Insight into molecular interactions of Aβ peptide and gelatinase from Enterococcus faecalis: a molecular modeling approach

Alzheimer's disease is characterized by the presence of extracellular deposition of amyloid beta (A beta) peptides. The A beta levels are maintained by a suitable balance between its production and clearance via receptor-mediated cellular uptake and direct enzymatic degradation. However, decreased production of A beta degrading enzymes and loss of A beta degrading activity in the human brain initiates the process of accumulation of A beta peptides. Mutations in amyloid beta peptides are also known to reduce clearance of A beta peptides. So it becomes necessary to understand molecular interactions involved in the process of A beta degradation in detail at the atomic level.

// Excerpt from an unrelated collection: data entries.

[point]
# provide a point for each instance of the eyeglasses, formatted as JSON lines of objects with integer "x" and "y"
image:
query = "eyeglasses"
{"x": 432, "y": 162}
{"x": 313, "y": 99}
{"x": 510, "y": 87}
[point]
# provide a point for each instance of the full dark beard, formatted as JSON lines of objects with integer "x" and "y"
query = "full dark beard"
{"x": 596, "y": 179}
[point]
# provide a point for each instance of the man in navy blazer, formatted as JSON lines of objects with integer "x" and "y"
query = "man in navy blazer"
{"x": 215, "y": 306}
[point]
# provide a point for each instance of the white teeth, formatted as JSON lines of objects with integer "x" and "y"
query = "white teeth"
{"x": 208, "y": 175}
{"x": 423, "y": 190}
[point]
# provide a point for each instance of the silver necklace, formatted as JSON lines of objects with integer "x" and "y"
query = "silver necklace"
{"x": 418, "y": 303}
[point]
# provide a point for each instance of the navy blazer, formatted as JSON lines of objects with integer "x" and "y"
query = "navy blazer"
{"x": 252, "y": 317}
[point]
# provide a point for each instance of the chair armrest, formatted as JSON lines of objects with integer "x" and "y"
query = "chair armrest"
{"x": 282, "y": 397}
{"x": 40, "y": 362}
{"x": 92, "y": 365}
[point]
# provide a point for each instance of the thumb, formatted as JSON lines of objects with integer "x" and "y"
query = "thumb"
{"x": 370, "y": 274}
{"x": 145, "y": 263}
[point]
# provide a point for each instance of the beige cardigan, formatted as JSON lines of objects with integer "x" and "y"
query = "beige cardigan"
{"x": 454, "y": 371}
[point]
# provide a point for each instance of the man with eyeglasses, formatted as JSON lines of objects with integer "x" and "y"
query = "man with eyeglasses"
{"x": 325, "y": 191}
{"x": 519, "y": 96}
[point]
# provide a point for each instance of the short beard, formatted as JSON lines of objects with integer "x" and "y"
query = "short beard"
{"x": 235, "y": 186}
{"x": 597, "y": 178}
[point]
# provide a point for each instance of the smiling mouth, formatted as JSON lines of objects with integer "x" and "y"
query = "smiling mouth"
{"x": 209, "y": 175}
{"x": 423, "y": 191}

Hence, in this study, we used molecular docking and molecular dynamics simulation techniques to explore molecular interactions between gelatinase from Enterococcus faecalis and A beta peptide. The comparison between wild type and mutant A beta peptides revealed that the docked complex of gelatinase-wild type A beta peptide is more stable as compared to mutant complex. These results showed that the residue Glu 328 of gelatinase from E. faecalis might play a catalytic role by serving as a proton shuttle to cleave wild type A beta peptide in between Leu 34-Met 35. Thus, the results obtained from this study might be useful to design new strategies against A beta peptide degradation.